ALBUM REVIEW: Beach Slang – The Deadbeat Bang Of Heartbreak City

Release Date: January 10th 2019
Label: Bridge 9 Records
Website: www.beachslang.com
Facebook: www.facebook.com/beachslang
Twitter: www.twitter.com/beachslang

Rating:

After the tumultuous break-up in the support of 2016’s ‘A Loud Bash Of Teenage Feelings’ to the acoustic moniker of Quiet Slang, punk rock quartet Beach Slang have had an uneven few years to say the least.

Returning to their original moniker, and also as a full band once again, Beach Slang step forward with their fourth full-length effort, ‘The Deadbeat Bang Of Heartbreak City’.

After the garage punk burst of ‘All The Kids In LA’, ‘Let It Ride’ kicks the record off with James Alex‘s gruff drawl. Backed up by snappy melodies and chunky chords, the track creates a bouncing and defiant blast of punk rock. Sounding more confident than previous records, Beach Slang have a newfound maturity that underpins their swaggering punk, something that’s clearly evidenced in the album’s lead single, ‘Bam Rang Rang’.

Filled with squealing lead guitars and snappy vocals, the track cuts through choppy chords, rockabilly style rhythms and accented breaks. Using the coda to tie in the record’s title, the song takes a left turn with its bridge, as guitarists Alex and Aurore Ounjian utilise both thick and stomping chords to drive the track home.
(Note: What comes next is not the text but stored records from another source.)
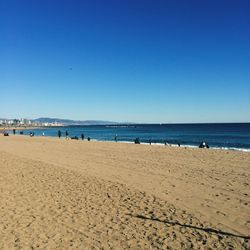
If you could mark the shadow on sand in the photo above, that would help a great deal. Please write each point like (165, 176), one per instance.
(176, 223)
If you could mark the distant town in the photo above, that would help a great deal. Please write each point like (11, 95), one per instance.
(23, 122)
(50, 122)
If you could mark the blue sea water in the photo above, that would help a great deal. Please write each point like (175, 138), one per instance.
(218, 135)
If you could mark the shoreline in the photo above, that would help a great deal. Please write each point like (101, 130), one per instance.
(246, 150)
(102, 183)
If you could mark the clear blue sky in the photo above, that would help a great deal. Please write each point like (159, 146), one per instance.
(137, 60)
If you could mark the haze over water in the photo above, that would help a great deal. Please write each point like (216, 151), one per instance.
(222, 135)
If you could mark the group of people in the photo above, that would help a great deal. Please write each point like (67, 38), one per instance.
(203, 144)
(67, 136)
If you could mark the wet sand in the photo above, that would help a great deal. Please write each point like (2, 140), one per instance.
(67, 194)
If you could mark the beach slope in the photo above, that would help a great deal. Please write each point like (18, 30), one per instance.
(63, 194)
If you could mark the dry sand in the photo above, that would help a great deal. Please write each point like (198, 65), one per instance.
(65, 194)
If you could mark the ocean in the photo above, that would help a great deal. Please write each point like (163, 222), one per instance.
(217, 135)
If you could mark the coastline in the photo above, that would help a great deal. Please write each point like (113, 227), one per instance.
(20, 128)
(205, 188)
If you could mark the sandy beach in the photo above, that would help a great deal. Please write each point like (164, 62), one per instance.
(67, 194)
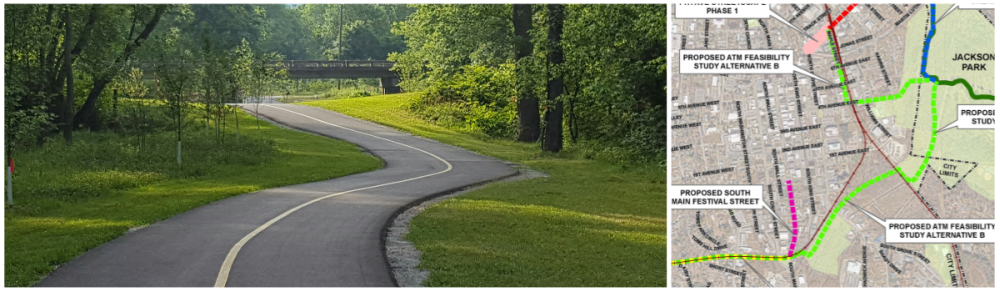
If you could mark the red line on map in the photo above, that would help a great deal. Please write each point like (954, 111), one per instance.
(868, 137)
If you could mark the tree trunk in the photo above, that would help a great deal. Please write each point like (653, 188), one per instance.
(528, 119)
(553, 128)
(68, 102)
(88, 106)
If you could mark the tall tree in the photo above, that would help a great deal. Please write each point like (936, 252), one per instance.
(68, 104)
(527, 104)
(102, 79)
(553, 117)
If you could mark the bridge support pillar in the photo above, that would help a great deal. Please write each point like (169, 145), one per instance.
(389, 85)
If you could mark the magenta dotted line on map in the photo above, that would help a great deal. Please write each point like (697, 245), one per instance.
(795, 222)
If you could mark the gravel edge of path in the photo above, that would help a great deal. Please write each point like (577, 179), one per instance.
(403, 256)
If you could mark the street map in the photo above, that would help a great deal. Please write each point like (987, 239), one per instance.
(832, 145)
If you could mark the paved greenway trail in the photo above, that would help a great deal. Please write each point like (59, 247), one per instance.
(325, 233)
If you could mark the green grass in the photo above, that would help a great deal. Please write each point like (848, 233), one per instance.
(71, 199)
(590, 223)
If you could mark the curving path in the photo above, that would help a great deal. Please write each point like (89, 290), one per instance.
(326, 233)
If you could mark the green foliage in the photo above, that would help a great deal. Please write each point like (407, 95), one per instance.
(443, 38)
(562, 230)
(70, 199)
(365, 34)
(616, 79)
(614, 71)
(479, 99)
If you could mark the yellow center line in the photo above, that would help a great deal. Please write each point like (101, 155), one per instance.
(227, 264)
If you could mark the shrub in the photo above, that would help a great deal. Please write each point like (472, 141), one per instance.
(479, 99)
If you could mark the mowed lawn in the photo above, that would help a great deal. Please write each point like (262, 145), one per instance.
(589, 224)
(69, 200)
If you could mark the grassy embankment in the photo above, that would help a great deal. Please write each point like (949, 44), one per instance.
(589, 224)
(70, 199)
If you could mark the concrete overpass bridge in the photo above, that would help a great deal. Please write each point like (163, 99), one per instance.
(309, 69)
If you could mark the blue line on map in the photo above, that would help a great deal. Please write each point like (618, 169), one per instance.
(927, 46)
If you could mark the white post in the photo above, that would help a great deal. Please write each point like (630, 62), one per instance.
(10, 190)
(178, 153)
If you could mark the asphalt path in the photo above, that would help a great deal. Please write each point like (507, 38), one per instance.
(326, 233)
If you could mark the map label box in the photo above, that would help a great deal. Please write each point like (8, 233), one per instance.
(715, 196)
(940, 231)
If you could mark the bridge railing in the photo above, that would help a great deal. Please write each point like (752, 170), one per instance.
(335, 64)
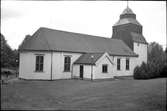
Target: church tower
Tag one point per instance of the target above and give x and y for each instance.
(129, 30)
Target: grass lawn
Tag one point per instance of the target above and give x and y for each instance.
(113, 95)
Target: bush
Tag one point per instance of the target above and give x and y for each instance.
(163, 72)
(150, 70)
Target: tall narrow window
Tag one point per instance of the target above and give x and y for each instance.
(127, 64)
(67, 63)
(104, 68)
(118, 64)
(39, 63)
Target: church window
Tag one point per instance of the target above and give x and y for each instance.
(118, 64)
(104, 68)
(39, 63)
(127, 64)
(67, 63)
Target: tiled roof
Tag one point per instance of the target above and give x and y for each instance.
(88, 58)
(45, 39)
(127, 11)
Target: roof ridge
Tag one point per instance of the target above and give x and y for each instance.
(75, 33)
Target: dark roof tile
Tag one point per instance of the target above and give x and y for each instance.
(56, 40)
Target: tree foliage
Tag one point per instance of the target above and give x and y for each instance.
(156, 66)
(9, 57)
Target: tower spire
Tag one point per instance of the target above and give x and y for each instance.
(127, 4)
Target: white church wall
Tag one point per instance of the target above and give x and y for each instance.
(27, 66)
(98, 74)
(141, 50)
(28, 61)
(58, 64)
(123, 71)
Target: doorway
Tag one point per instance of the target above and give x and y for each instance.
(81, 71)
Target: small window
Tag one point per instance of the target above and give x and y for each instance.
(118, 64)
(39, 63)
(127, 64)
(138, 44)
(67, 63)
(105, 68)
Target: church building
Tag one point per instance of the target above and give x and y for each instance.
(51, 54)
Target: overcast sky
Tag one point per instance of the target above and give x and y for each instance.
(20, 18)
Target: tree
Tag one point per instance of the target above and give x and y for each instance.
(156, 65)
(8, 56)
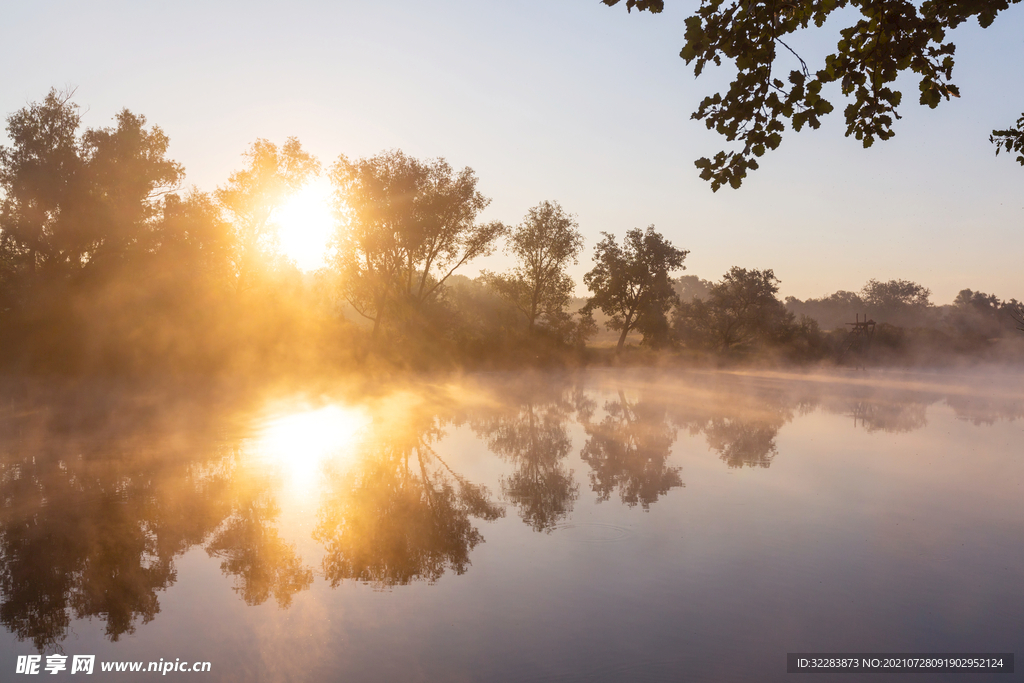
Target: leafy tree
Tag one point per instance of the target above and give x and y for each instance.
(1010, 140)
(75, 202)
(891, 37)
(406, 226)
(895, 294)
(544, 245)
(632, 285)
(253, 194)
(740, 310)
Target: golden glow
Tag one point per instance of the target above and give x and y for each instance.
(300, 442)
(305, 224)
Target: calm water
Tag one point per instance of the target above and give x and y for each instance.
(610, 525)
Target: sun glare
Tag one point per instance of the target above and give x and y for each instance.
(305, 224)
(300, 442)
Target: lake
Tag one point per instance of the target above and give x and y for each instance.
(603, 525)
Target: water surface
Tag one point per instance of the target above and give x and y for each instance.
(608, 525)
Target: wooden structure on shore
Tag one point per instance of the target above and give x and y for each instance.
(859, 337)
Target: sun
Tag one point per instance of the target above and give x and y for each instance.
(305, 223)
(300, 442)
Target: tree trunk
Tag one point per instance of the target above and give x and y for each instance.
(622, 339)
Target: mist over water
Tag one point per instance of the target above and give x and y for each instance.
(608, 524)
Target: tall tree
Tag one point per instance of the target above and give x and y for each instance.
(79, 201)
(632, 284)
(253, 194)
(890, 38)
(544, 245)
(404, 227)
(741, 309)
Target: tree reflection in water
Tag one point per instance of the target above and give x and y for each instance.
(628, 451)
(101, 493)
(253, 552)
(529, 432)
(96, 509)
(400, 514)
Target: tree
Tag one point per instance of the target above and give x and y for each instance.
(741, 309)
(892, 37)
(75, 202)
(629, 451)
(632, 284)
(253, 194)
(404, 227)
(544, 245)
(1010, 140)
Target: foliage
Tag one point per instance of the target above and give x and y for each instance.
(632, 285)
(891, 37)
(538, 286)
(406, 226)
(76, 202)
(1010, 140)
(251, 197)
(740, 310)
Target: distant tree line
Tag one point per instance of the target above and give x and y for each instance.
(108, 264)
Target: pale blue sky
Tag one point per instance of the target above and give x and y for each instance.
(567, 100)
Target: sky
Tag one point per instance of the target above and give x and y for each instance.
(567, 100)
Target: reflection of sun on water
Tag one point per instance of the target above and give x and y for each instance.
(305, 224)
(299, 443)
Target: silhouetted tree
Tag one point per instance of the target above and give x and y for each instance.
(74, 203)
(1011, 140)
(891, 37)
(406, 226)
(544, 245)
(741, 309)
(632, 284)
(251, 197)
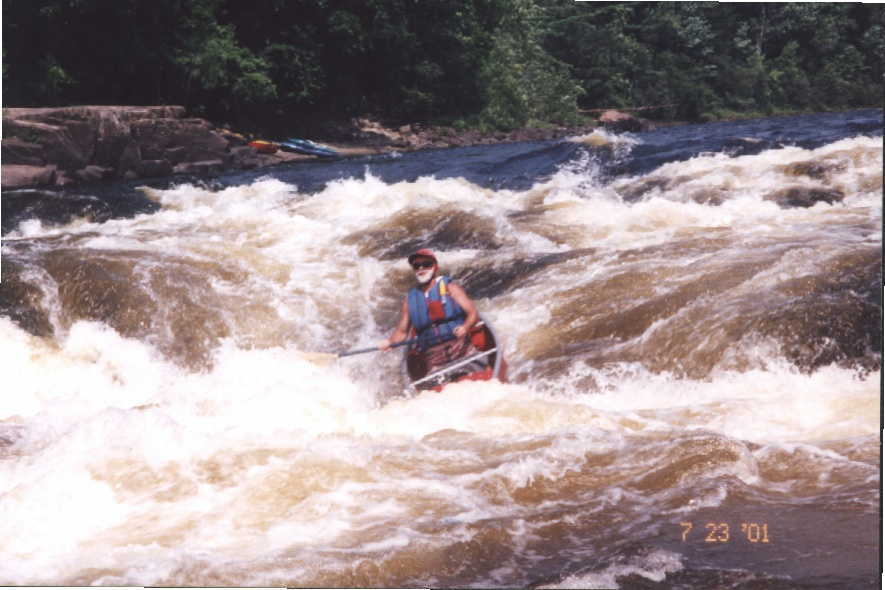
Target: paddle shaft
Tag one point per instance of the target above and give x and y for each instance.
(436, 340)
(375, 348)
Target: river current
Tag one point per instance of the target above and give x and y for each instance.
(695, 360)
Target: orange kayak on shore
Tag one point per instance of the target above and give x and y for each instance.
(264, 147)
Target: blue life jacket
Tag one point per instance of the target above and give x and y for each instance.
(432, 331)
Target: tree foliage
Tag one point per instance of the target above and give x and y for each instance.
(498, 63)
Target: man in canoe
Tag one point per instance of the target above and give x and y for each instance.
(439, 311)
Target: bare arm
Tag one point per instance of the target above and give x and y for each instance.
(461, 297)
(402, 328)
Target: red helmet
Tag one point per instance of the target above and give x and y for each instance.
(423, 252)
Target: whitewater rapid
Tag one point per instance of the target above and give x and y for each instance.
(679, 345)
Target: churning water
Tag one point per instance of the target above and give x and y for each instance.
(695, 367)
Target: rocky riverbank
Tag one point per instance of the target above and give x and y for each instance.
(71, 145)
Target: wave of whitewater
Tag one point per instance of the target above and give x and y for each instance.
(682, 349)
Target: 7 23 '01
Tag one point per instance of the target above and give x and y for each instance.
(721, 532)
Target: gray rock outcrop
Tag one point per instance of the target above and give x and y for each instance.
(60, 146)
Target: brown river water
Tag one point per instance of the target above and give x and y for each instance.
(695, 373)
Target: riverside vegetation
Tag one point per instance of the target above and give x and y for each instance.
(488, 65)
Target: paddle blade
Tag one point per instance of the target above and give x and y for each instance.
(323, 359)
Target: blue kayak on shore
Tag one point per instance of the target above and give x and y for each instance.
(305, 146)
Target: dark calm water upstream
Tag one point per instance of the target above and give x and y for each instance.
(695, 369)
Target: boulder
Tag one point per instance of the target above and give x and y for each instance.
(93, 173)
(85, 143)
(18, 151)
(19, 176)
(154, 168)
(202, 168)
(618, 121)
(58, 145)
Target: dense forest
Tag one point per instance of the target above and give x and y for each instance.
(492, 64)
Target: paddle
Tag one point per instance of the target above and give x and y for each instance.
(327, 357)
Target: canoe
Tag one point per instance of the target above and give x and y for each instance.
(264, 147)
(305, 146)
(486, 364)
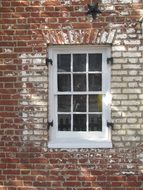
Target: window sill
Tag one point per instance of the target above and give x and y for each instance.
(80, 144)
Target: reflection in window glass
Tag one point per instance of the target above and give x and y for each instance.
(95, 62)
(95, 82)
(79, 103)
(79, 62)
(64, 83)
(64, 62)
(95, 122)
(64, 103)
(79, 82)
(79, 122)
(64, 122)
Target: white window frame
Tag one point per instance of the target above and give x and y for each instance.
(79, 139)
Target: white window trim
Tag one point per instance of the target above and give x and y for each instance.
(65, 139)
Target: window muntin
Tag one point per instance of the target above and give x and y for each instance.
(81, 82)
(82, 74)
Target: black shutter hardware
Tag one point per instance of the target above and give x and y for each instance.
(49, 61)
(111, 125)
(50, 124)
(110, 60)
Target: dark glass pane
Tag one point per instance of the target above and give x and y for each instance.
(64, 62)
(64, 122)
(79, 62)
(64, 83)
(79, 103)
(79, 122)
(95, 103)
(95, 122)
(95, 82)
(95, 62)
(64, 103)
(79, 82)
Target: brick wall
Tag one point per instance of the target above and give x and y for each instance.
(27, 27)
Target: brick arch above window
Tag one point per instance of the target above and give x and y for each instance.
(88, 36)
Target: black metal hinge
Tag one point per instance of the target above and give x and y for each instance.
(111, 125)
(49, 61)
(50, 124)
(110, 60)
(93, 10)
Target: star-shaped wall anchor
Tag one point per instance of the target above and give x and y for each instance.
(93, 10)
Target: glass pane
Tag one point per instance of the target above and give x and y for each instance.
(64, 62)
(79, 82)
(95, 82)
(95, 103)
(64, 122)
(79, 62)
(79, 103)
(95, 122)
(79, 122)
(64, 83)
(64, 103)
(95, 62)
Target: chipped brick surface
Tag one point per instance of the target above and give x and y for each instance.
(27, 28)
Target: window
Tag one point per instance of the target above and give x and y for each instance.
(79, 94)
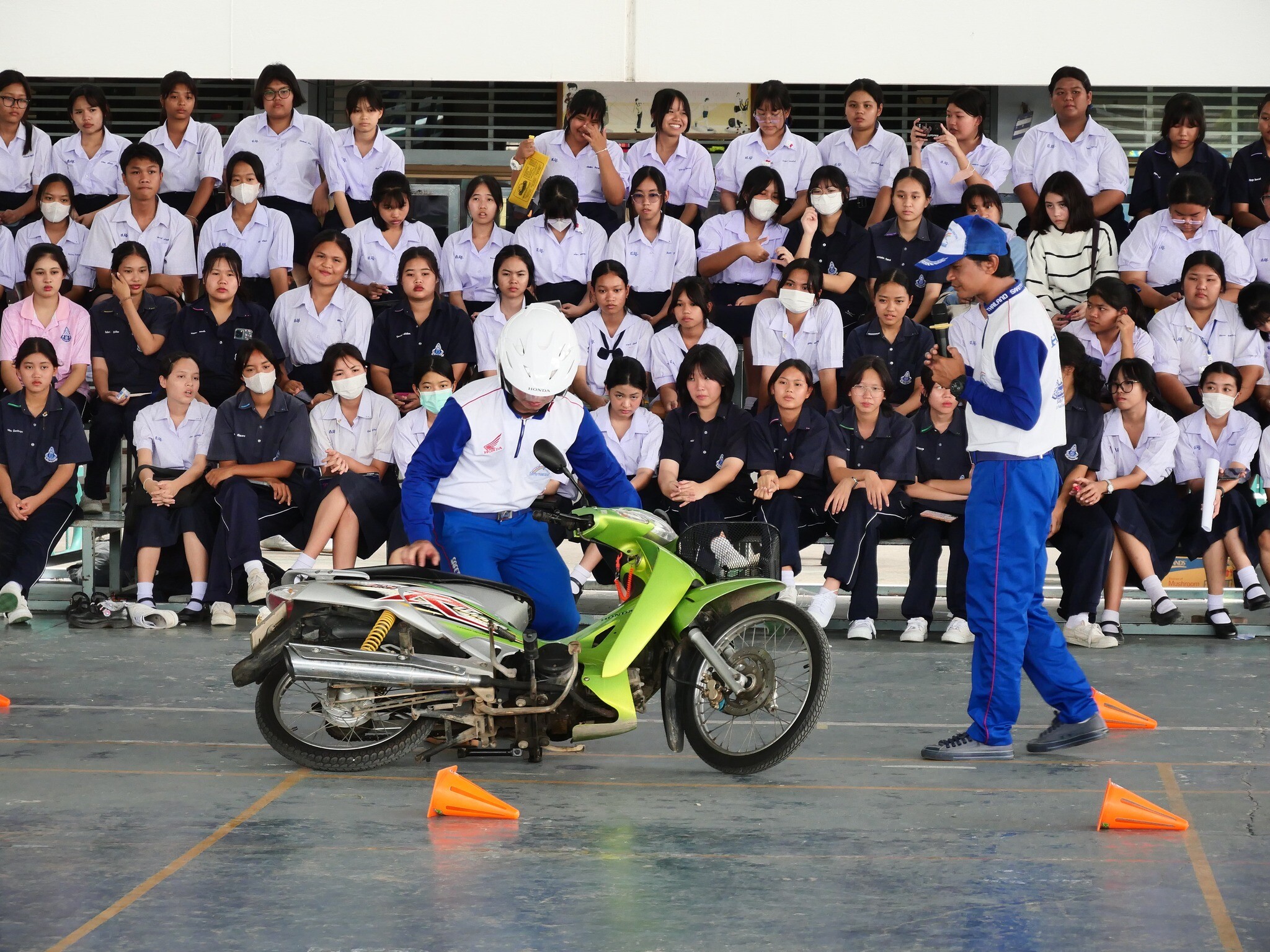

Yet again expanding on their sound, ‘Tommy In The 80s’ creates a pastiche of ‘Jessie’s Girl’ (by Rick Springfield); complete with call-and-response horns, to buoyant results. Whilst the track may not work in theory, the charm of the quartet and the economic structure makes the track work.

Whilst James‘ side-project Quiet Slang may have initially been an intermittent departure from the group’s sound, its influence seeps through the acoustic and string laden ‘Nobody Say Nothing’. Relying on the restrained whisper of James and his blunt lyrics, the track highlights the intimacy behind the band’s distorted and swaggering style. Surprisingly, ‘Nowhere Bus’ reprises the coda of its predecessor, but only armed with a throwaway line to support it, and ultimately allows the track to fall short.

Picking things up with the grooving ‘Stiff’, James and Ounjian channel blues turnarounds to create a slinking and sleazy track. Backed up by Gee Lima‘s pounding drum beats, the track ebbs and flows with a tried and tested technique, and as the record progresses to its close, more classic rock influences come into play, from the descending riffs of ‘Born To Raise To Hell’ to the balladry of ‘Bar No One’.

Whilst ‘The Deadbeat Bang Of Heartbreak City’ starts with a burst of energy and stand out tracks, sadly the record is front-loaded. Admittedly there are signs of promise towards its end, but the execution is too uneven to bring it back.